Développer les usages du bois tout en préservant nos écosystèmes forestiers ? Pas une mission impossible, selon l’Agence de l’environnement et de la maîtrise de l’énergie (ADEME), à condition de trouver un « point d’équilibre » entre ces deux impératifs sans lesquels, prévient l’établissement public, « nous n’atteindrons pas les objectifs de la transition écologique ». Aucun des quatre scénarios explorés dans le cadre de son rapport « Transition(s) 2050 », publié en 2022, ne peut en effet faire l’impasse sur l’exploitation du bois, et ce dans des secteurs aussi divers et variés que l’énergie, la construction ou les matériaux.
Le bois, une solution renouvelable pour remplacer certains matériaux polluants
Jérôme Mousset, directeur Bioéconomie et énergies renouvelables à l’ADEME, est formel : « nous n’atteindrons pas l’objectif en nous appuyant seulement sur le rôle de puits de carbone des forêts », même si celui-ci demeure indispensable. La France doit, impérativement, décarboner son économie. Or le bois – à condition qu’il provienne de forêts gérées durablement – « est une solution renouvelable pour se substituer à certains matériaux émetteurs de gaz à effet de serre, ou aux énergies fossiles », assure encore le spécialiste.
La preuve par l’exemple dans le BTP, un secteur qui représente, à lui seul, 38 % du total des émissions mondiales de CO2 liées à l’énergie. Recourir au bois dans la construction d’immeubles permet ainsi de réduire drastiquement leur bilan carbone : à Bordeaux, par exemple, le bilan carbone de la nouvelle tour Hypérion, un édifice de 16 étages et 57 mètres de haut doté d’une façade en ossature bois, est presque inférieur de moitié (-45%) à celui d’une construction traditionnelle équivalente.
Les forestiers, des acteurs indispensables de la gestion durable des forêts
Si le bois apparaît donc comme une solution d’avenir, développer ses divers usages ne pourra se faire qu’en conduisant une gestion durable des forêts. C’est-à-dire un mode de gestion qui concilie l’ensemble des « services rendus » par ces espaces naturels – et ceux-ci sont innombrables. La forêt remplit ainsi une fonction écologique, en abritant la biodiversité et en purifiant l’eau souterraine ; une fonction climatique, en représentant un puit de carbone ; une fonction économique, en fournissant matériaux de construction, papier, énergie, meubles, etc. ; une fonction paysagère, en contribuant à l’attractivité des territoires ; une fonction sociale, en accueillant gratuitement promeneurs, sportifs et cueilleurs de champignons ; etc.

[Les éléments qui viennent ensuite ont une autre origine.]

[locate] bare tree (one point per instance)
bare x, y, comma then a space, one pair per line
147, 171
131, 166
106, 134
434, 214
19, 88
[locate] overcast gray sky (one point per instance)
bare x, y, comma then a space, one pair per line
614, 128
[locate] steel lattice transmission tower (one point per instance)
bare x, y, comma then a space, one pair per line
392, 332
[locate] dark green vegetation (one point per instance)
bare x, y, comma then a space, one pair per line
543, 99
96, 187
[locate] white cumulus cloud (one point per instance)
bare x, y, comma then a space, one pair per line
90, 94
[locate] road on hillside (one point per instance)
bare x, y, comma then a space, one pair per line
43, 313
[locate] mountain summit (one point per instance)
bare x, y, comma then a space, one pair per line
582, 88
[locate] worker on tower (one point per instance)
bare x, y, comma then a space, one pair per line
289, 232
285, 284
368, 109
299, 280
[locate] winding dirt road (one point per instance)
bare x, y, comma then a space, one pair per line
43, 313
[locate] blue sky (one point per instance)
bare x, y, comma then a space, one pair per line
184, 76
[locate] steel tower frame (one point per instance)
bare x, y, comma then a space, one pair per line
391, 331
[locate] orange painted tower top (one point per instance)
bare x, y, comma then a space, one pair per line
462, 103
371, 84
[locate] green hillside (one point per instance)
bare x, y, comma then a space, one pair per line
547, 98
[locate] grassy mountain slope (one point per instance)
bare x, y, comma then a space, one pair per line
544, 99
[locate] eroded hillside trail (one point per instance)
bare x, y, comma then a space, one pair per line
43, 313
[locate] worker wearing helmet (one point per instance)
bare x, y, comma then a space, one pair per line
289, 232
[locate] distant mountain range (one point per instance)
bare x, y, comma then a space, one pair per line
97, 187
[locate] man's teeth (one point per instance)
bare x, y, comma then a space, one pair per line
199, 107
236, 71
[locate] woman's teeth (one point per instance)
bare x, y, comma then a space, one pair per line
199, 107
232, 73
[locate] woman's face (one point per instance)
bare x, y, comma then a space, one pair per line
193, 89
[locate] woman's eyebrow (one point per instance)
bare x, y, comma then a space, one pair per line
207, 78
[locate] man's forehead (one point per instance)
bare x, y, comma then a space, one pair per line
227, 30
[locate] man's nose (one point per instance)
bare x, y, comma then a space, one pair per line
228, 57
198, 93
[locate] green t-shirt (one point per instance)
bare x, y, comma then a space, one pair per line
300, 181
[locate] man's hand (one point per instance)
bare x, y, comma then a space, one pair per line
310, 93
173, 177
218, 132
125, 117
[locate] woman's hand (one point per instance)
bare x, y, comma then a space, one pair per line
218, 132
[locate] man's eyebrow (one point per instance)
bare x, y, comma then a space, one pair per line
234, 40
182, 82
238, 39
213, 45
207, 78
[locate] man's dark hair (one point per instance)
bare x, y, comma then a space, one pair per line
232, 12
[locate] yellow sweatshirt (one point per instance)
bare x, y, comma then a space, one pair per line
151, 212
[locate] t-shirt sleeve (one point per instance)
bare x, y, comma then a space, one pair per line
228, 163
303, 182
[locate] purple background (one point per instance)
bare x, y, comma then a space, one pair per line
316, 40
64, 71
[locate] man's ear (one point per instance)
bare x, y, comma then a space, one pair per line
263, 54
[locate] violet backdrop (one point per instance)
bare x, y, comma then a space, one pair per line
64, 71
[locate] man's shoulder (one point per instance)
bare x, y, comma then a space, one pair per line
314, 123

Relativement récent – il est apparu au début des années 1990 –, le terme de « gestion durable » recouvre, d’après Albert Maillet, directeur Forêts et risques naturels à l’Office national des forêts (ONF), « des façons d’agir qui sont parfois ancestrales, en particulier en France dans les forêts publiques ». L’expression est, rappelle l’expert, indissociable « d’une intervention du forestier sur le long terme, avec la perspective permanente que cet écosystème perdure et s’enrichisse grâce à la préservation des sols, de l’eau, de la biodiversité ».
Cette gestion durable, il revient donc aux forestiers de la mener de front avec la lutte contre le dérèglement du climat. « Tous les forestiers sont donc non seulement concernés par le changement climatique, mais ils sont aussi des acteurs essentiels de ce combat », assure Tancrède Neveu, responsable du service Carbone chez ALLIANCE Forêts Bois, qui rappelle la multiplicité des actions des forestiers : « garantir la santé et la pérennité des écosystèmes forestiers, tout en assurant la production et la mobilisation du bois dont les entreprises et les industries de nos territoires ont besoin, ainsi que les usages récréatifs ». De multiples tâches, donc, pour de multiples défis.